Collector / ClickHouse / MongoDB / VictoriaMetrics

--no-collector

Skip elchi-collector and ClickHouse (no ALS ingestion). Collector is ON by default.

--mongo=local|external

Default: local (a container with a scoped elchi app user). For external, also pass --mongo-uri= (collector) and

--mongo-hosts= --mongo-username= --mongo-password= --mongo-database=
                            --mongo-replicaset=

(backend).

--clickhouse=local|external

Default: local. External: --clickhouse-uri=clickhouse://user:pass@host:9000/elchi.

--vm=local|external

Default: local. External: --vm-endpoint=<url|host:port> (used by OTel remote-write + Grafana datasource).

Grafana / UI behaviour

--grafana-user=

Default: admin (set at first DB init).

--grafana-password=

Admin password (Docker secret via __FILE). Default: random elchi-<hex>, printed in the install summary.

--enable-demo

Enable UI demo mode (window.APP_CONFIG.ENABLE_DEMO).

--log-level=<level>

Backend + collector log level. Default: info.

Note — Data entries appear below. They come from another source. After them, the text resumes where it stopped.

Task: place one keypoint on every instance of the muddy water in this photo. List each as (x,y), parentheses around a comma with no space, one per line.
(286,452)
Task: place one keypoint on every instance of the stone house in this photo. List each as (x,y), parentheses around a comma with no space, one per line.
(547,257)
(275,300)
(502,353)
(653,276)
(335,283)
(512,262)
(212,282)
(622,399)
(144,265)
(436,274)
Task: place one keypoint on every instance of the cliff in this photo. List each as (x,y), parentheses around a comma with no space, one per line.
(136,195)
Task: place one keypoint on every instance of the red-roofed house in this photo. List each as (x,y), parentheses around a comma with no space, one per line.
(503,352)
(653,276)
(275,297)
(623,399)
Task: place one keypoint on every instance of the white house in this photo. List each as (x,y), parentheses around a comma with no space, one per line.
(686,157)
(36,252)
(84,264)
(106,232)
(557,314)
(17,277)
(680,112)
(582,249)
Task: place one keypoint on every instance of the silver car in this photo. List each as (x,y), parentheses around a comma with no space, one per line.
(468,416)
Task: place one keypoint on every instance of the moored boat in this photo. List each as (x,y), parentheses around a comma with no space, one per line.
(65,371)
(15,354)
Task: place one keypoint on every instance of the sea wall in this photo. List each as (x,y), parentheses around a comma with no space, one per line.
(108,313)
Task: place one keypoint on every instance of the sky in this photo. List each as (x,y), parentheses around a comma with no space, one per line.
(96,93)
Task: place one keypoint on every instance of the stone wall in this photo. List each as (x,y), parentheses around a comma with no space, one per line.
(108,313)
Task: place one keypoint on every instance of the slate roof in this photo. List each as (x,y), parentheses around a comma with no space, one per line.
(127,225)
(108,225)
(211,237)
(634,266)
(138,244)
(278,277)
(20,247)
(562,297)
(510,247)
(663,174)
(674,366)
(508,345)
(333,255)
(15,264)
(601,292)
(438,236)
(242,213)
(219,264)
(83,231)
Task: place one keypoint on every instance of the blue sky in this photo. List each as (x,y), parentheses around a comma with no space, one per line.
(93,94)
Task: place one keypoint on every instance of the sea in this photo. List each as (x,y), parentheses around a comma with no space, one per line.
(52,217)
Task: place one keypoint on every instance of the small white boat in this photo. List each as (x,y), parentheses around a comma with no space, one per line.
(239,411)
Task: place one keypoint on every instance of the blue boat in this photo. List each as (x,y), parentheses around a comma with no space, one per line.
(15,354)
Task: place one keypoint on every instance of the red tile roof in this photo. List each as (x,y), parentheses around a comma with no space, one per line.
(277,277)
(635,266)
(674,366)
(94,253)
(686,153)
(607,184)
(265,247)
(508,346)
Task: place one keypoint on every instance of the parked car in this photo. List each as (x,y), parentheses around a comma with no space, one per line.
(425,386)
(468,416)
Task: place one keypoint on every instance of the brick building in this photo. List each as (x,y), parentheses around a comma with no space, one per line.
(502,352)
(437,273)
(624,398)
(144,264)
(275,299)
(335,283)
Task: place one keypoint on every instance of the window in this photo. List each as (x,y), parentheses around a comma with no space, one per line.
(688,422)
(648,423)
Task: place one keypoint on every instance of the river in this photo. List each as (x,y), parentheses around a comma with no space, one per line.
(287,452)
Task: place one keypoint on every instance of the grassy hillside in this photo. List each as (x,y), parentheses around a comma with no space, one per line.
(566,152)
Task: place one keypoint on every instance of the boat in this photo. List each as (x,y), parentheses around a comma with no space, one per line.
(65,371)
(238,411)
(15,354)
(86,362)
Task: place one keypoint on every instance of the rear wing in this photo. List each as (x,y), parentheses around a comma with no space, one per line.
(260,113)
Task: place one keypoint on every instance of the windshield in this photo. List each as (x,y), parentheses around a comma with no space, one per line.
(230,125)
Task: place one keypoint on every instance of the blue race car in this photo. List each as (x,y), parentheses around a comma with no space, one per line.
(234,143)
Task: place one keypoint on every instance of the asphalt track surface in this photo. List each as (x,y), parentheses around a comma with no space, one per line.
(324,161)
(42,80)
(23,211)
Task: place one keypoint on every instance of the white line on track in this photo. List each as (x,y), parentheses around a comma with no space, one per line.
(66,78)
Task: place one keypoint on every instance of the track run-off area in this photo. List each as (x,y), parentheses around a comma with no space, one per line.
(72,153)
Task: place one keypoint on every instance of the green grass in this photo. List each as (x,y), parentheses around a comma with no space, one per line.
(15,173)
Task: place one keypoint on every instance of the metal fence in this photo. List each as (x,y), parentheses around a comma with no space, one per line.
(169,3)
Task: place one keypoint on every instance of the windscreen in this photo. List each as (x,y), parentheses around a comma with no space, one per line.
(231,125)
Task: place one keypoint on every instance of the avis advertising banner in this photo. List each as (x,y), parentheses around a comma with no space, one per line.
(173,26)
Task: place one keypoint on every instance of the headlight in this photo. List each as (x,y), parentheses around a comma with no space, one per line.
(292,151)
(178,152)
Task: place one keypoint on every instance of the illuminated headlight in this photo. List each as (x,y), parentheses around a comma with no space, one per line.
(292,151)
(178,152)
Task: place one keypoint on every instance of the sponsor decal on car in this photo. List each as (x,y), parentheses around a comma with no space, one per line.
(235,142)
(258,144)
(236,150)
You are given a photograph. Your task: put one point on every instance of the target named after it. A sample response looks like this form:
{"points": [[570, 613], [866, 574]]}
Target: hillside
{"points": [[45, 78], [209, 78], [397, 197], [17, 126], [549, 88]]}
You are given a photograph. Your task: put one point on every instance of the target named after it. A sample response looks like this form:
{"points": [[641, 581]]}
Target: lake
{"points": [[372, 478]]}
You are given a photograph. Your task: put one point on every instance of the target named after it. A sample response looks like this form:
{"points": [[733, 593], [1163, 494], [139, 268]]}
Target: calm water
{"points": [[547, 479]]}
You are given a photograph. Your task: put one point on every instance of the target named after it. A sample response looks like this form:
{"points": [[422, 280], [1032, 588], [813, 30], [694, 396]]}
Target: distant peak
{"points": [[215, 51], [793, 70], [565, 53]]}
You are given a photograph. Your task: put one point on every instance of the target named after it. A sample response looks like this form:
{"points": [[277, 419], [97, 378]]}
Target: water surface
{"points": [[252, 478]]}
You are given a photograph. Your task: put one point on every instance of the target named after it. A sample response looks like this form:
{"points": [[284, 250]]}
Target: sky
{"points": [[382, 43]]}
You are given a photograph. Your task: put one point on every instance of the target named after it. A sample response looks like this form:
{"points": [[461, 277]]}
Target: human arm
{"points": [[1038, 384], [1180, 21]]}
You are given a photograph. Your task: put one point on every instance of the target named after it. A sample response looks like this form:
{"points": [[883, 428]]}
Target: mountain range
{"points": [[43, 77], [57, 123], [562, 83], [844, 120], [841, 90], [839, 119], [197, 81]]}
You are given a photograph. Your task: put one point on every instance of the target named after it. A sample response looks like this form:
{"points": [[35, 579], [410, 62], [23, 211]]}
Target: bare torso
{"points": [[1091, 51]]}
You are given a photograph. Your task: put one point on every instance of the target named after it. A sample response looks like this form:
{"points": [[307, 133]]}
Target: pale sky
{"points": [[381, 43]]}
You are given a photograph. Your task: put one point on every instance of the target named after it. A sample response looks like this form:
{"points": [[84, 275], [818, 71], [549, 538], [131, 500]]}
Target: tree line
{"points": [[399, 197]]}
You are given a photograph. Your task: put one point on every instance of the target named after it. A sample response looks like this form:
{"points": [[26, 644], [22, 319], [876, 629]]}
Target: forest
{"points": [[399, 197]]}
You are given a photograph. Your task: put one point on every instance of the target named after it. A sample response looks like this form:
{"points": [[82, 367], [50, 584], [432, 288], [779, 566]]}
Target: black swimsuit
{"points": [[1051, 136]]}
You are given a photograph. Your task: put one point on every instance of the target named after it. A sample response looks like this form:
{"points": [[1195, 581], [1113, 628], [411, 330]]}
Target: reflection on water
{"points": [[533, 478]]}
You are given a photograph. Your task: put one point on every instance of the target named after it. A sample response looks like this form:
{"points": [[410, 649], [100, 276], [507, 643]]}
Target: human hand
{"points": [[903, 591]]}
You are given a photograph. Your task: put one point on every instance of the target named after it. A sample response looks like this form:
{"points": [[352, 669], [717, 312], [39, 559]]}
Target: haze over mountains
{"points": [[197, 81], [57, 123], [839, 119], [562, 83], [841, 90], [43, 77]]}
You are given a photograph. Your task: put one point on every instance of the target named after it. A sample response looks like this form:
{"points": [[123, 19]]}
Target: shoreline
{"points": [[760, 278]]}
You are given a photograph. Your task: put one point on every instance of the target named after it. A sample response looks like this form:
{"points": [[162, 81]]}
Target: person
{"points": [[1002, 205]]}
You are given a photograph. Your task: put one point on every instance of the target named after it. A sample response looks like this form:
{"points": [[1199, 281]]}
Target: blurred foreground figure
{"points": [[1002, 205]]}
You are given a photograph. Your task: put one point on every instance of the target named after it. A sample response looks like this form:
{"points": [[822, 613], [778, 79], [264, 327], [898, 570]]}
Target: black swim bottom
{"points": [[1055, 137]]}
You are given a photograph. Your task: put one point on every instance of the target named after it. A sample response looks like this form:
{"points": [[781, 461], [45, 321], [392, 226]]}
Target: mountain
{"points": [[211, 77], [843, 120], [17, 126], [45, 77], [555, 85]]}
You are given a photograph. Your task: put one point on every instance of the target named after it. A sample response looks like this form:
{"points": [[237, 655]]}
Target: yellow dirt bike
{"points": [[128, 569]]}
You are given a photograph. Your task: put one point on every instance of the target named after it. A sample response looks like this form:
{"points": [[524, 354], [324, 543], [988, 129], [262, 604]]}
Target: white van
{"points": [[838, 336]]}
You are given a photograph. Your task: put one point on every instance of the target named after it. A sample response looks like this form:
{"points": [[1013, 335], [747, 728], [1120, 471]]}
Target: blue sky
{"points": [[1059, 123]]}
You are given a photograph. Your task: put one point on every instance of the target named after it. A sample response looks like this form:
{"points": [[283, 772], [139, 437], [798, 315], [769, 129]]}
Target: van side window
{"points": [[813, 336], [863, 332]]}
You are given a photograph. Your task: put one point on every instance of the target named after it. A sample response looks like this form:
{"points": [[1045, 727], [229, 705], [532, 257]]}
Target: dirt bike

Multi-node — run once on M1, SSH auto-join (standalone parity)

--nodes=<csv>

Node IPs or hostnames (the FIRST is M1, where you run the installer). M1 SSHes into the others, installs Docker + joins them to the Swarm (per-node logging), then deploys. Every node runs 1 controller + one control-plane PER variant + UI, addressable as node-* in the Envoy config. Default: single node (this host).

--ssh-user=<user>

SSH user for the other nodes. Default: root (non-root needs passwordless sudo).

--ssh-key=<path>

SSH private key for the other nodes.

--ssh-password=<pwd>

SSH password (via sshpass).

--no-ssh

Skip auto-join; join the workers yourself (M1 prints the docker swarm join command).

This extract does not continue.